マクロン氏の5年間は、決して順風満帆ではなく、富裕税の廃止や燃料税の引き上げに伴い「黄色いベスト運動」がフランス全土に広がるなど、富裕層を優遇し、低・中所得者の国民生活に負担を強いているという批判が常に付きまとっていた。ウクライナ危機の勃発は、外交努力を重ねるマクロン氏のイメージ挽回に一役買ったという側面があろう。

対するルペン候補は、移民排斥やEU統合反対を主張する過激な発言で一定の支持を得てきたが、前回の決選投票でダブルスコアでマクロンに敗退して以来、「脱悪魔路線」に転向し、極端な発言を控え、国民生活の改善を前面に打ち出す政策を掲げるなどして、次第に支持者を増やしていた。
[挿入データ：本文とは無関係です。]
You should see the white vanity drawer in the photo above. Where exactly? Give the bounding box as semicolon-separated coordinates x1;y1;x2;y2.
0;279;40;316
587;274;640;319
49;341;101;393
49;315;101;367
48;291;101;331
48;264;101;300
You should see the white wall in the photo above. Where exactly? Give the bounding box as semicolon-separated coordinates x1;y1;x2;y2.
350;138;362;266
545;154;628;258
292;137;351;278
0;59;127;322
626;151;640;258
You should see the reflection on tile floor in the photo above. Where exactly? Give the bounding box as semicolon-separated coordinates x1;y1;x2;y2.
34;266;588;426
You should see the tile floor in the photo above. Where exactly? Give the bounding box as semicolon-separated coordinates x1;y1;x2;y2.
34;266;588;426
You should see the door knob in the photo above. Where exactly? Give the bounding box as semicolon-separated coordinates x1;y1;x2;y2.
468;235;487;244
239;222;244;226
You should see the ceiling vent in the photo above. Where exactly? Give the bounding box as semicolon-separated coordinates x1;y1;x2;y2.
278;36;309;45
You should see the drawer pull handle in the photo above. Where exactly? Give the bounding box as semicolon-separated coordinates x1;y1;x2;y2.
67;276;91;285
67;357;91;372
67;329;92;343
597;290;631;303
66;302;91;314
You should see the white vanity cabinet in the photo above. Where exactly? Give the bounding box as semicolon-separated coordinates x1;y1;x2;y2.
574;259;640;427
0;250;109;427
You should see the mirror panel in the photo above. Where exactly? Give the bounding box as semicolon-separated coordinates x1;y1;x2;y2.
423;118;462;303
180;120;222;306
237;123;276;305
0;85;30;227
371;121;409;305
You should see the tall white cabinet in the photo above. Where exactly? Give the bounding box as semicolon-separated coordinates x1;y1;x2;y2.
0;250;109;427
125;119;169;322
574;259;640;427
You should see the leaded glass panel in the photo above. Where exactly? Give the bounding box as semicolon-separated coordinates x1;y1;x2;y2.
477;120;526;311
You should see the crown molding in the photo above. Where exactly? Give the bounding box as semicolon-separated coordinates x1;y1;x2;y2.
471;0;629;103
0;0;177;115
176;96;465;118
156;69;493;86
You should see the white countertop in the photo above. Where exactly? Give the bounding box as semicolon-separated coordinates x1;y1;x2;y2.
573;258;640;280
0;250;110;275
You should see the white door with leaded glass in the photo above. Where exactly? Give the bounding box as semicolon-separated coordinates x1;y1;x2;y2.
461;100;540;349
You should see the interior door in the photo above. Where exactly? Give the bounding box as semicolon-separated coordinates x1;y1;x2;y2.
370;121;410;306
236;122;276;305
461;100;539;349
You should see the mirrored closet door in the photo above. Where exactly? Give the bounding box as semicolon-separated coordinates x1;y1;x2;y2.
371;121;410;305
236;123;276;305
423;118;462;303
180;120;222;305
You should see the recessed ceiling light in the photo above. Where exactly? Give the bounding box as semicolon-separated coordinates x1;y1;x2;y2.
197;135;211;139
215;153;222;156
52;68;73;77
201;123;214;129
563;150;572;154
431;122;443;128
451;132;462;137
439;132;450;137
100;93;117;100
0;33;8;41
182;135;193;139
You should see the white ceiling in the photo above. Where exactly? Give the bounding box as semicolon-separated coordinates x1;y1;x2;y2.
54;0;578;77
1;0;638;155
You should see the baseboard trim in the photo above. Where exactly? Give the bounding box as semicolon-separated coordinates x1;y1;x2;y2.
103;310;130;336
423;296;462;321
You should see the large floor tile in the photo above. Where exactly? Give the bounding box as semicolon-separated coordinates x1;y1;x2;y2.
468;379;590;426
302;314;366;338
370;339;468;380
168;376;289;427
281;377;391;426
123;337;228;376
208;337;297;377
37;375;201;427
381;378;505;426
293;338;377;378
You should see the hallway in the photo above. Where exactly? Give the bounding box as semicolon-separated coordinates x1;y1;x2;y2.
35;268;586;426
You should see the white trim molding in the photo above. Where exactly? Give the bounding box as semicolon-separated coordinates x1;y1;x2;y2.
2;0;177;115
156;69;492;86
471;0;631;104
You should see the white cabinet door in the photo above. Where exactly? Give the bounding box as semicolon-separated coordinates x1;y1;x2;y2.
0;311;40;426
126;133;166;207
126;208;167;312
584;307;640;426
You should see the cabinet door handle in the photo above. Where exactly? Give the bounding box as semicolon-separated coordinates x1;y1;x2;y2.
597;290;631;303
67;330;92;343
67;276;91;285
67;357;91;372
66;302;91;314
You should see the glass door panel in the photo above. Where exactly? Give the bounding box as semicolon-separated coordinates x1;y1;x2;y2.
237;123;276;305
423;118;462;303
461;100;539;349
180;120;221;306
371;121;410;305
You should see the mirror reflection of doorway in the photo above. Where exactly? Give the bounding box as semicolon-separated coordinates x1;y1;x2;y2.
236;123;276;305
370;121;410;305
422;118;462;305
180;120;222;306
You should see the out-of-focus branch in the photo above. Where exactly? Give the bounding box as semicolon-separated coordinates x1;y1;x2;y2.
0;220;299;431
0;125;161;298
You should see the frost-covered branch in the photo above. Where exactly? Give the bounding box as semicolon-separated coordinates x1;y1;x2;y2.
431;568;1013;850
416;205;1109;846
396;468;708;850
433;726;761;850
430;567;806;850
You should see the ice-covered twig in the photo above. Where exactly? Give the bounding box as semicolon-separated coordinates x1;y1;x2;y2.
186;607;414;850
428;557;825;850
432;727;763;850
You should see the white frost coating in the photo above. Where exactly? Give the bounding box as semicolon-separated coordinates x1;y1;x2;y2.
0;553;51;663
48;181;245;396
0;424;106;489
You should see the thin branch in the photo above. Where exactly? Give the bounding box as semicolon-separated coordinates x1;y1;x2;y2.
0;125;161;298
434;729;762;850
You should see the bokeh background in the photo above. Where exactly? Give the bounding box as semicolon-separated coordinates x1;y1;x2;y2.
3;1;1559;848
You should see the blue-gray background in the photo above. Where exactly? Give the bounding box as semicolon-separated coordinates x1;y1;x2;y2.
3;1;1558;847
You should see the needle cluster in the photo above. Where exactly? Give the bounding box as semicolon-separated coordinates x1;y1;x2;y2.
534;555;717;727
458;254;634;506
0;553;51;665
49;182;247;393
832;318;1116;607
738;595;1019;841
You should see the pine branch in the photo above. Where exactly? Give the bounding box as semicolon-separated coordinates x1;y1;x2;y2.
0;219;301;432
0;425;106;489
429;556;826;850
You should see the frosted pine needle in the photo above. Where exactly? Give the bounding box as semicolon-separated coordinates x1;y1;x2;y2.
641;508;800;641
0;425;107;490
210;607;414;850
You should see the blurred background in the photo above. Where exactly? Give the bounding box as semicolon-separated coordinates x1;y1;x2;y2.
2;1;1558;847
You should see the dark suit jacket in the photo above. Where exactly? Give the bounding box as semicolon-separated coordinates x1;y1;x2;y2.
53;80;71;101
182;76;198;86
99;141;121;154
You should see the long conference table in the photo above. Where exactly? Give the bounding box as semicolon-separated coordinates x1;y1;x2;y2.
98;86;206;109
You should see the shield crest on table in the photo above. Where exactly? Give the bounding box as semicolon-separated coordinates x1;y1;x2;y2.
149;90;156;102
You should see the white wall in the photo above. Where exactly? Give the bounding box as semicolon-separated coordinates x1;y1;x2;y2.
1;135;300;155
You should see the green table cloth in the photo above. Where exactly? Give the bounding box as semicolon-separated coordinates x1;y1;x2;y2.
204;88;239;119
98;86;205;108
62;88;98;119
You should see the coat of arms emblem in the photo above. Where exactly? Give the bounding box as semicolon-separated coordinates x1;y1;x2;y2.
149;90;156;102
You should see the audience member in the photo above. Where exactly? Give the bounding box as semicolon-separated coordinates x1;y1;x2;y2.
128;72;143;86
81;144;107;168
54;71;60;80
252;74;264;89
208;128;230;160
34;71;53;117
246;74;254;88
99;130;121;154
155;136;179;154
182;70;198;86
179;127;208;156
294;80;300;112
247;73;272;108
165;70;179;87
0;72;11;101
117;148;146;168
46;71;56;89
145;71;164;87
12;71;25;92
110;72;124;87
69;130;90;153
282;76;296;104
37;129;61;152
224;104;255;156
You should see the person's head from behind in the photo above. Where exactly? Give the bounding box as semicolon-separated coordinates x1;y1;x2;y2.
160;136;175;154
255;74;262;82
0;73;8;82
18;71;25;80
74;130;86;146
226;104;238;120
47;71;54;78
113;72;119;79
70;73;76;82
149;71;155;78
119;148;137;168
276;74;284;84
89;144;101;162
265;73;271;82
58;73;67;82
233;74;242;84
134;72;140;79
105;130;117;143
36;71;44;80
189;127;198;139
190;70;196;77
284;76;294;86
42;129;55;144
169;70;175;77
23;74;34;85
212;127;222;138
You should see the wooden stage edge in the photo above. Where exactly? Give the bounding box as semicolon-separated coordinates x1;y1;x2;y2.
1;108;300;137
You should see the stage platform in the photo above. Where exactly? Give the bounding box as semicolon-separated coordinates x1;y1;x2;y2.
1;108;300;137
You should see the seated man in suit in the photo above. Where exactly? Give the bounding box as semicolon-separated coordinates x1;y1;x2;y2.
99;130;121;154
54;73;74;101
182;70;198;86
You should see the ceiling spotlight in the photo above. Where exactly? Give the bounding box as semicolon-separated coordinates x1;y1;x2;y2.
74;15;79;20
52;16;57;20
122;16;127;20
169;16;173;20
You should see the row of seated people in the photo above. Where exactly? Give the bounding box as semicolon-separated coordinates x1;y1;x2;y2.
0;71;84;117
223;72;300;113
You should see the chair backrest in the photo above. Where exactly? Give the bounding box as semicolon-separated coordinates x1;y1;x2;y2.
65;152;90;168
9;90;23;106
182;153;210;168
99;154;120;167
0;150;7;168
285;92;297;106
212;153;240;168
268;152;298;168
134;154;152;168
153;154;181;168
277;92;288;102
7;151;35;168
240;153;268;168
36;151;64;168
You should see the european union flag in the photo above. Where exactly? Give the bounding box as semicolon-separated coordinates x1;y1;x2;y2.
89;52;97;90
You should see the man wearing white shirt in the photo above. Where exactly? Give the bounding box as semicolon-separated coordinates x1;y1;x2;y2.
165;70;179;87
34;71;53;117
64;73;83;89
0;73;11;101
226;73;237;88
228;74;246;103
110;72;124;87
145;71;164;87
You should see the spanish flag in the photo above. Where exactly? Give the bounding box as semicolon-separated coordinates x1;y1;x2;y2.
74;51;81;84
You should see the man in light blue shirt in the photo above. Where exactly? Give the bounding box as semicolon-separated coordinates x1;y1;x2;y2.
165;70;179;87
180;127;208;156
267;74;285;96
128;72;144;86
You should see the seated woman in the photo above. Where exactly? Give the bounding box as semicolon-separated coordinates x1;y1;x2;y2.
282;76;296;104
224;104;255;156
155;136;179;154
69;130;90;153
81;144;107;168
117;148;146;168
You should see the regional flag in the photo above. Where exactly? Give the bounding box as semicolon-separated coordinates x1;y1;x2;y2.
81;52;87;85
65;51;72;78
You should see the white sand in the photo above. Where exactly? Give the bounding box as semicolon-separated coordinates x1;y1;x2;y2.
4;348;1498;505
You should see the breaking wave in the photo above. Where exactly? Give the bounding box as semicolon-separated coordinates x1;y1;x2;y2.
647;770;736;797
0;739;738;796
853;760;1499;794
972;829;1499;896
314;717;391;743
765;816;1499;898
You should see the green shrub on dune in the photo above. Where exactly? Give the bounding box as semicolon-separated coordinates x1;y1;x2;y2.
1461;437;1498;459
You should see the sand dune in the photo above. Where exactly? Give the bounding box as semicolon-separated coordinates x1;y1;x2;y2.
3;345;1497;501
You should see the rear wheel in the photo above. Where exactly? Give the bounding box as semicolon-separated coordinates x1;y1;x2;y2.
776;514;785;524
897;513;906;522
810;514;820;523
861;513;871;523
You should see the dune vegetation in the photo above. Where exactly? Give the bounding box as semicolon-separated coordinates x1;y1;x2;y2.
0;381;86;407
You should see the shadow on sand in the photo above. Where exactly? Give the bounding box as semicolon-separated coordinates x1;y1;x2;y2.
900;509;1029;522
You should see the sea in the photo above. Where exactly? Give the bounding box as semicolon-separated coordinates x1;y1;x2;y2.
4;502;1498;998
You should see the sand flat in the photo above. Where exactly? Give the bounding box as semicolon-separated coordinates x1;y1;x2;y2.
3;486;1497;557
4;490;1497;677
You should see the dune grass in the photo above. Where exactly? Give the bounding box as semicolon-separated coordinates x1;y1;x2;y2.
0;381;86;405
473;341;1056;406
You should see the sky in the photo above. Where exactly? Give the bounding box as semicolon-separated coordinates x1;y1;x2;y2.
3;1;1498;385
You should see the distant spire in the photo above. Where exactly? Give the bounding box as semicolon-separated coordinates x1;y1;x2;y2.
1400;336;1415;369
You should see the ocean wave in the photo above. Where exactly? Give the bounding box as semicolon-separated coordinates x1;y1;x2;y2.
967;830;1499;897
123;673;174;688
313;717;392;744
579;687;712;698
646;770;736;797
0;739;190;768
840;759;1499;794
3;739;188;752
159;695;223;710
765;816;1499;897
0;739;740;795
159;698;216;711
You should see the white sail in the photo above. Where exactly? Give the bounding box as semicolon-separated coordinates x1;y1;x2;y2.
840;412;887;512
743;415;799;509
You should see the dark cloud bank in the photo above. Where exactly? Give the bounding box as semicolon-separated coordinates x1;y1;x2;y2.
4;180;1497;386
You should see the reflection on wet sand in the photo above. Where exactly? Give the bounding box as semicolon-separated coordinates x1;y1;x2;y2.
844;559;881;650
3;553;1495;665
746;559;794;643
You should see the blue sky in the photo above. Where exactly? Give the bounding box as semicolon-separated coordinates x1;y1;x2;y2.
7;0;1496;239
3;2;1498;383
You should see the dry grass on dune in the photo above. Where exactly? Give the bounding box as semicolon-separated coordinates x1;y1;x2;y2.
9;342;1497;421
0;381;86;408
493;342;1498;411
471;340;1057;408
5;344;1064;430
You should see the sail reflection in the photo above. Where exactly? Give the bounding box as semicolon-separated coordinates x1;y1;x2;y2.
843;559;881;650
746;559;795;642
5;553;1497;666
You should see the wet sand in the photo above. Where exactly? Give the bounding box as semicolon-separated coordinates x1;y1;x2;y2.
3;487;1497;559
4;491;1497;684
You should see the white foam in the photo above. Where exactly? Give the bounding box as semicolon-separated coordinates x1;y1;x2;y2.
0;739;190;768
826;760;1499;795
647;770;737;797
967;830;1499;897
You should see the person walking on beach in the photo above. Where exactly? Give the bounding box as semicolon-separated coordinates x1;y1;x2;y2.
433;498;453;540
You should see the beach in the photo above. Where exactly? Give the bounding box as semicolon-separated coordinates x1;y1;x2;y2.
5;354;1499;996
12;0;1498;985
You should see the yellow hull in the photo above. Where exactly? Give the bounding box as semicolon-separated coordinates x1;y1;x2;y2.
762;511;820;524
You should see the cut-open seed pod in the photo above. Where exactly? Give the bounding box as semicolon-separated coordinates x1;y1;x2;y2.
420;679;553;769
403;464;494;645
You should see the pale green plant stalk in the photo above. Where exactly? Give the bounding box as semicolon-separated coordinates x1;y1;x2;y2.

マクロン氏とルペン氏の対決は5年前の決選投票の時と同じであり、反極右でマクロン氏に投票するのか、反マクロンでルペン氏に投票するのかという2者択一の決選投票となった。

投票の結果は、マクロン氏が58,55%、ルペン氏が41,45%で、選挙前の予想よりは差がついた。しかし、極右のルペン候補が4割強の支持を得たことの意味は大きい。今後マクロン氏は、ウクライナ情勢を睨みながら、国民からの反感をどのように抑えることができるか、正念場を迎えることになる。

フランスでは6月に総選挙が控えており、マクロン率いる「共和国前進」が第1党を維持できるかどうかが次の焦点となる。万が一、反マクロン陣営が過半数を占めることになると、マクロンは早くもレームダック(死に体)となる恐れもあり、目が離せない。